事業を行う上で、オフィスが必要ない方のニーズに合わせた、一部のオフィス機能を提供するのがバーチャルオフィスです。
4.メタバースのメリット

メタバースは非常に魅力的な技術です。ここではメタバースを活用するメリットを解説していきます。
オンラインでの接触
メタバースを活用すれば、難しいと言われていたオンライン内での接触が可能になります。
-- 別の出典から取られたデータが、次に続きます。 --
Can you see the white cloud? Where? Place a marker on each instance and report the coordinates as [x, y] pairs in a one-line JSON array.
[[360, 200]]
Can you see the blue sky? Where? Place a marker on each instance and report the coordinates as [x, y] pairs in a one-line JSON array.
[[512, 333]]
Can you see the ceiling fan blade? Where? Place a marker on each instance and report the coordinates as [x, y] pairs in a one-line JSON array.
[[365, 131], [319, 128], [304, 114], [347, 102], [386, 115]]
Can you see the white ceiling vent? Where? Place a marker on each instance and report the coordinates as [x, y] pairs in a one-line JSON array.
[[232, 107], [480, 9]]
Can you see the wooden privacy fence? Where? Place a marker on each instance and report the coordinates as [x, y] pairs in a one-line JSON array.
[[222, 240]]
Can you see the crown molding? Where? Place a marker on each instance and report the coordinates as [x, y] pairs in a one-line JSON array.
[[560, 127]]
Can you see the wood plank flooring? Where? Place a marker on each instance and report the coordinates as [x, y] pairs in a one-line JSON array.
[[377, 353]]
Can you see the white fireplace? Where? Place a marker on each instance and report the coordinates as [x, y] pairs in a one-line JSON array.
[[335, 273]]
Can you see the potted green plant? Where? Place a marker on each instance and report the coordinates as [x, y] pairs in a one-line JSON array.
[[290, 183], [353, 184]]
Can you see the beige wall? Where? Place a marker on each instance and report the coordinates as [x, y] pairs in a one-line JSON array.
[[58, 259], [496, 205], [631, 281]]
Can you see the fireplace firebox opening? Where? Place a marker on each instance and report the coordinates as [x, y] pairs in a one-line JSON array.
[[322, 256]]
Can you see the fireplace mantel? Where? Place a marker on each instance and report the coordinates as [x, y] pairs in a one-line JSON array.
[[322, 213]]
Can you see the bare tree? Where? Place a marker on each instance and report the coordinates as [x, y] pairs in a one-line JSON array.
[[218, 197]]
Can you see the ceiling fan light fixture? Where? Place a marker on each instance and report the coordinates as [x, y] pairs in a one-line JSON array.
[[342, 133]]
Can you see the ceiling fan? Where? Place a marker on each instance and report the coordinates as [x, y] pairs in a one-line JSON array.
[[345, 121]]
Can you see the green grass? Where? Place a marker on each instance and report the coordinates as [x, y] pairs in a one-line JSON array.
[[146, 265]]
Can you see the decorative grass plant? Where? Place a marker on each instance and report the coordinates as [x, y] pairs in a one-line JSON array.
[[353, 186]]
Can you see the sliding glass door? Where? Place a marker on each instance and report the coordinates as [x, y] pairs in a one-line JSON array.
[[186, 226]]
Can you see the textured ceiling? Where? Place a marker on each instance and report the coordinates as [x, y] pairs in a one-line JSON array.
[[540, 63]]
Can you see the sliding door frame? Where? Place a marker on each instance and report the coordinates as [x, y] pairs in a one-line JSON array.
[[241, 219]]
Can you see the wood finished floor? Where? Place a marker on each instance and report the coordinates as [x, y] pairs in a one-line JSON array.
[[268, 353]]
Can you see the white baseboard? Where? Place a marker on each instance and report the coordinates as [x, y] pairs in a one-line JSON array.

ウェブ会議システム(ZOOMなど)は、通信速度の差でラグができたり、動作が見えにくいという問題がありました。
現実での会議と比べると生産性が落ちるのではないかと言われてましたが、メタバースはこうした問題を解決できます。
例えばVR技術を用いれば、相手が実際に目の前にいて話しているかのようなコミュニケーションがとれるので、オフラインで会っているような感覚で会議を行えます。
メタバースによる新しいビジネスの実現
オンラインでのビジネスといえば、ネットショッピングが1番わかりやすい例といえるでしょう。
メタバースを活用すれば、オンライン上でショップスタッフと会話ができるので、商品の説明を受けたり値段交渉などが可能です。
また、自分の作品(デジタルデータなど)の販売は専用のプラットフォームを活用するのが一般的ですが、自身でメタバースを作れば、その中でも販売できるようになります。
クリエイターの活躍の場も広がり、新しい価値をも作り上げることができるかもしれません。
メタバースは新たなビジネスを展開できるという可能性を秘めています。
クリエイターの活動の幅も広げてくれることでしょう。新たな価値をメタバース空間で生み出すことができるかもしれません。
5.まとめ

メタバースは、現在は主にエンターテインメントに関する分野の活躍が顕著ですが、ビジネスの中でも目立つ存在となってきました。
さらに技術が向上すれば、想像もつかないような社会が待っていることでしょう。映画のような体験ができる日は、実はそう遠くはないのかもしれませんね。